Mientras seguía su charla, Andreína sacó de sus memorias un episodio en el que incluso tuvo que fingir su acento y esconder sus documentos de identidad venezolanos para no sentir el rechazo por parte de la población colombiana o las autoridades. Pero reconoce que en su caso tuvo suerte de haber encontrado a en su camino a la organización con la que hoy trabaja.
📝 Sugerimos: Baches en el proceso de regularización e integración de los migrantes
Al no haber podido homologar su título de periodista de Venezuela en Colombia, Andreína tuvo que dedicarse a todo tipo de labores que le permitieran quedarse en Medellín y asentarse allí, lejos de las condiciones difíciles de Venezuela. Una vacante se abrió en Mercy Corps, Andreína la aprovechó, y desde hace tres años logra ayudar a los venezolanos que emulan una situación similar a la suya cuando llegó a Colombia: la de la incertidumbre y las barreras sociales y económicas que deben superar al llegar a un mundo completamente nuevo.

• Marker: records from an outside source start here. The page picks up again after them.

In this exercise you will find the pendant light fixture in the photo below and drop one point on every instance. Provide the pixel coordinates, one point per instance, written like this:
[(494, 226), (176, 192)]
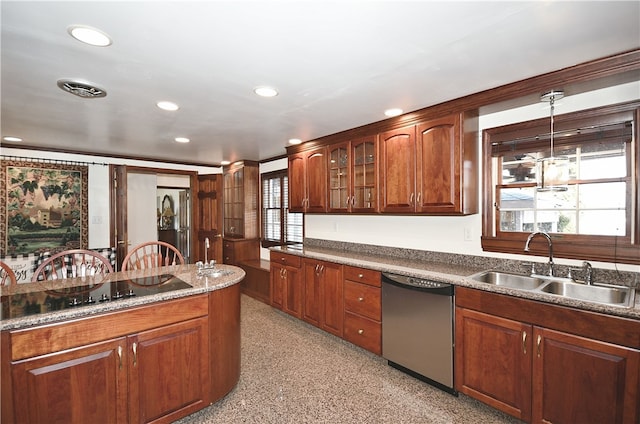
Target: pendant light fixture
[(552, 173)]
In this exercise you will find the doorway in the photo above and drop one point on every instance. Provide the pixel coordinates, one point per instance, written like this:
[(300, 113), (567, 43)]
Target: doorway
[(173, 214), (136, 207)]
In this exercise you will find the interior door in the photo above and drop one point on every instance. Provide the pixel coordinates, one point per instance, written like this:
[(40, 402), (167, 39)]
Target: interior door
[(208, 218), (118, 190), (121, 195), (184, 226)]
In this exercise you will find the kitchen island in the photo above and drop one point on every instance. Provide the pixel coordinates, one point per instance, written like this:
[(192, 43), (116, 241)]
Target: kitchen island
[(165, 344)]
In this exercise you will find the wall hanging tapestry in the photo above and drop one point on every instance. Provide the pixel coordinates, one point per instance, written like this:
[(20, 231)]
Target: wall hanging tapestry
[(44, 207)]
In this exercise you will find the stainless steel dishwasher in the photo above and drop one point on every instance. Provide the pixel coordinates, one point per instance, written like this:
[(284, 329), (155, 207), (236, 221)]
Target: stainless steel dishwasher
[(417, 328)]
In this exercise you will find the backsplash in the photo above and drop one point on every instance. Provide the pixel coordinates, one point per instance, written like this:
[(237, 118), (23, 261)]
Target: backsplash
[(605, 276)]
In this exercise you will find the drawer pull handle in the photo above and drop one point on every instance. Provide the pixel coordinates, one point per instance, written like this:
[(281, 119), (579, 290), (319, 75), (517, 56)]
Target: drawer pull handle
[(120, 357), (135, 354)]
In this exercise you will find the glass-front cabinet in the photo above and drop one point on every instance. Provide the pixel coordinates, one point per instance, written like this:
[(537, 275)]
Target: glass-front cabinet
[(352, 176), (240, 182), (339, 178), (364, 175)]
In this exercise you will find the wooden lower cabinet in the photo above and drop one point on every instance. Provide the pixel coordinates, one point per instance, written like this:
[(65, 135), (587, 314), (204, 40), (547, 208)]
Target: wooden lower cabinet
[(544, 375), (363, 308), (493, 361), (85, 385), (580, 380), (163, 362), (168, 372), (323, 302), (286, 283)]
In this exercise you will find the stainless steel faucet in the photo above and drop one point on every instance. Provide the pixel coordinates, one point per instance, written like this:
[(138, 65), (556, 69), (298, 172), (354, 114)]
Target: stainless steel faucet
[(548, 237), (588, 274)]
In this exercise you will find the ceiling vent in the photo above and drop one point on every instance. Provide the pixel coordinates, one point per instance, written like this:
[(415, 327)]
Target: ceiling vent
[(81, 89)]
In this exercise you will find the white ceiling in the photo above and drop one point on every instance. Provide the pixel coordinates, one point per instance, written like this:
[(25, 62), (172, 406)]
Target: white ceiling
[(337, 65)]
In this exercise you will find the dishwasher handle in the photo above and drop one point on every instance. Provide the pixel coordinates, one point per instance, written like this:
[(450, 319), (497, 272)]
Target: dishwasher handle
[(418, 284)]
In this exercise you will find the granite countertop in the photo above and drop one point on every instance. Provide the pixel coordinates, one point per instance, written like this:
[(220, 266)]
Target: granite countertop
[(230, 275), (455, 272)]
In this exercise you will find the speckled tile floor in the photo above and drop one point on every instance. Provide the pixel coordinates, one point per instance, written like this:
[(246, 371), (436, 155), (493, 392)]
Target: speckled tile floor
[(292, 372)]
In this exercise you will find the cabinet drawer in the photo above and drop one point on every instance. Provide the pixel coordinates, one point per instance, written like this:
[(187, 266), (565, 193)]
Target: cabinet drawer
[(362, 275), (286, 260), (362, 299), (363, 332)]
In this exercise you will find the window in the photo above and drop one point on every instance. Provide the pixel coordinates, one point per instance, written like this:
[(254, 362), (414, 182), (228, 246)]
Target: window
[(596, 217), (279, 226)]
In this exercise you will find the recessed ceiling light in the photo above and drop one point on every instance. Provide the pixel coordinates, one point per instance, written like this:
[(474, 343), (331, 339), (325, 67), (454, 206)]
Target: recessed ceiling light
[(89, 35), (165, 105), (393, 112), (265, 91)]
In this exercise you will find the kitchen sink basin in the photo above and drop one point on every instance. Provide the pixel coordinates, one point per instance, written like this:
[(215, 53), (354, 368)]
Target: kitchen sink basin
[(505, 279), (606, 294)]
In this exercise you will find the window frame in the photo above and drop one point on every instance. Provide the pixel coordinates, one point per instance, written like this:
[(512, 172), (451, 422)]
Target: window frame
[(619, 249), (284, 211)]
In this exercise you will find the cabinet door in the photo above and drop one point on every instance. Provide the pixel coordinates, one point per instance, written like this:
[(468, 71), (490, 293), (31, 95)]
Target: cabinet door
[(398, 170), (493, 361), (316, 180), (339, 166), (579, 380), (208, 218), (85, 385), (364, 175), (293, 292), (277, 285), (297, 187), (233, 203), (311, 296), (331, 298), (169, 371), (438, 165)]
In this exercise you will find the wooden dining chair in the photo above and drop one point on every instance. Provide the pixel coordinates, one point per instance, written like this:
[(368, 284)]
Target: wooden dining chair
[(152, 254), (7, 277), (71, 264)]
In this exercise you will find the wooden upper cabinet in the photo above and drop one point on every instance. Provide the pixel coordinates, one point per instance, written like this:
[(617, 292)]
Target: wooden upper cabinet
[(446, 166), (339, 166), (241, 189), (430, 168), (398, 170), (308, 181), (353, 176)]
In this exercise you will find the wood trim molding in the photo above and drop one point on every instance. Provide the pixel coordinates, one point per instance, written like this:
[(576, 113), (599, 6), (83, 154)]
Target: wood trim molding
[(614, 69)]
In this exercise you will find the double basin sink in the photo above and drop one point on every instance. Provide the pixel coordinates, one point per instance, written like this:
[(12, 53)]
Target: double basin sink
[(601, 293)]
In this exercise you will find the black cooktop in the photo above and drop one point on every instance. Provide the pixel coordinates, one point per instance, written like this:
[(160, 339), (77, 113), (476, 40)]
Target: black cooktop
[(41, 302)]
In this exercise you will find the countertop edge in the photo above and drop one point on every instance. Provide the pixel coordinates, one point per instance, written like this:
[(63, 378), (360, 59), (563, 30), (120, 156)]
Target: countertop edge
[(455, 274), (200, 285)]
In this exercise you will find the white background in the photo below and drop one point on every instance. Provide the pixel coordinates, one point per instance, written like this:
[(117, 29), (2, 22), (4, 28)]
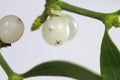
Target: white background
[(31, 49)]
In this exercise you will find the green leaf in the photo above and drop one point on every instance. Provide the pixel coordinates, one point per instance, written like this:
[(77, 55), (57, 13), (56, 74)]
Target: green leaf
[(59, 68), (109, 59)]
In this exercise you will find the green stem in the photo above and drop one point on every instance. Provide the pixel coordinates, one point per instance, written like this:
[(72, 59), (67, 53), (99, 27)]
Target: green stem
[(5, 66), (81, 11)]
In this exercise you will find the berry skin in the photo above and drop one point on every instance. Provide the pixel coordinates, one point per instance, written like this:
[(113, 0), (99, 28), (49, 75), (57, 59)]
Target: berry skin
[(11, 29), (55, 31)]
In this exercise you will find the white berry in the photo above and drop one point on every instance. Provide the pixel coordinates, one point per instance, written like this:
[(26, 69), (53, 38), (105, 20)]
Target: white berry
[(55, 31), (11, 28), (72, 25)]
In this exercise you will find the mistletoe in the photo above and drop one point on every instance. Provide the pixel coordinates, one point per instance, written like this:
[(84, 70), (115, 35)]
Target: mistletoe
[(109, 54)]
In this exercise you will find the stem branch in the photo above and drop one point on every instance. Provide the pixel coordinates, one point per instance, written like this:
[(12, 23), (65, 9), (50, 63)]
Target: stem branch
[(5, 66)]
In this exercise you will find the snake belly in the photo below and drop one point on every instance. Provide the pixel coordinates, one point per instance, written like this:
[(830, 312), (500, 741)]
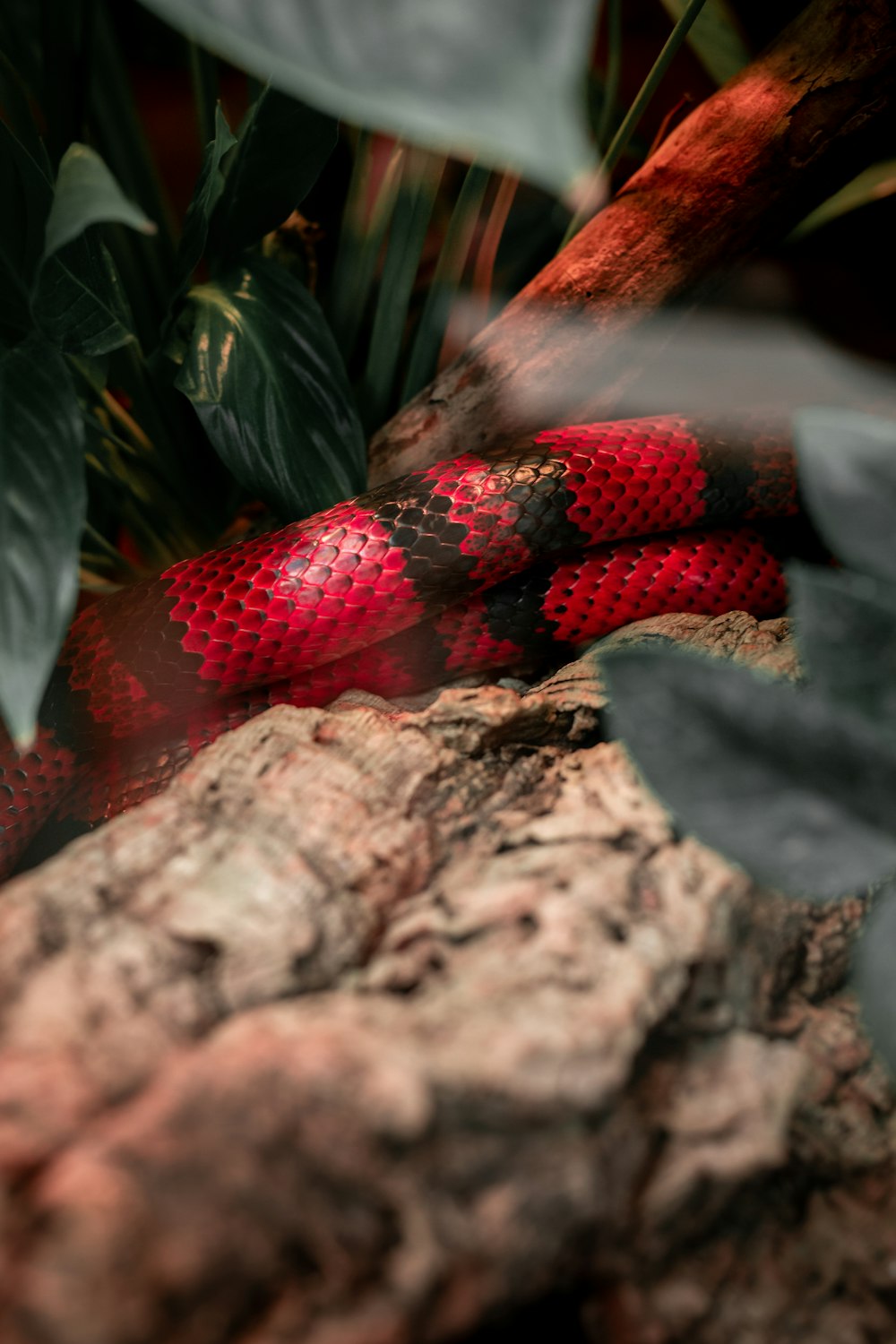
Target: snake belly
[(282, 607)]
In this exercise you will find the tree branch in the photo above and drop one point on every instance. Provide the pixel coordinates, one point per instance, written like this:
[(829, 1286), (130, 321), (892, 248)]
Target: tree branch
[(742, 168)]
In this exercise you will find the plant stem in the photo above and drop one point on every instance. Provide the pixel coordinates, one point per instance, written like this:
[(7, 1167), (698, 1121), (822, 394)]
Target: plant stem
[(446, 277), (408, 234)]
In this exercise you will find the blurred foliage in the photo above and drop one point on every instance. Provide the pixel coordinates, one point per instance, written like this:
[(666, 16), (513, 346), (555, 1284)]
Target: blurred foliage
[(797, 782)]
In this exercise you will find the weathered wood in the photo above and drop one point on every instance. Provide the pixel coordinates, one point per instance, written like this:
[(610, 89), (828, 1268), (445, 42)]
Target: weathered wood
[(740, 169), (382, 1021)]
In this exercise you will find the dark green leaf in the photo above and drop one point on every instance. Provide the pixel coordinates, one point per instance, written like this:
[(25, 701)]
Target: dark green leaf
[(408, 234), (206, 196), (42, 511), (80, 301), (281, 148), (799, 795), (16, 112), (847, 631), (501, 81), (263, 370), (21, 39), (848, 478), (874, 975), (443, 289), (26, 195), (88, 194)]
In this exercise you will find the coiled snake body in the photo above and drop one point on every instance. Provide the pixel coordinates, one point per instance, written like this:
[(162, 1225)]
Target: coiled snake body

“Hay momentos en que uno siente que pudo haber hecho más”, reconoce Vanessa. Alude a circunstancias que involucran incluso a niños o adultos mayores en las que aunque se les da una mano, aún carecen de otro tipo de ayudas, como por ejemplo qué comer a lo largo del día o cómo financiar el viaje hacia Estados Unidos sin asumir riesgos.
“Es retador y doloroso muchas veces. Hay historias que definitivamente nos marcan. Pero vamos haciendo lo que podemos y es lo importante”, asegura Vanessa. Tiene la tranquilidad de que desde “todos los cargos de la organización” se apoyó la idea de auxiliar a la población migrante venezolana.
Aunque Vanessa asegura que estos flujos migratorios no se van a detener, cree que los gobiernos locales y otro tipo de organizaciones en el futuro podrán estar preparadas para enfrentar no solo la llegada de miles de ciudadanos extranjeros, sino de brindarles todos los niveles de atención e incluirlos dentro de los engranajes en los que funciona una sociedad. “Todo se hace con un granito de arena”.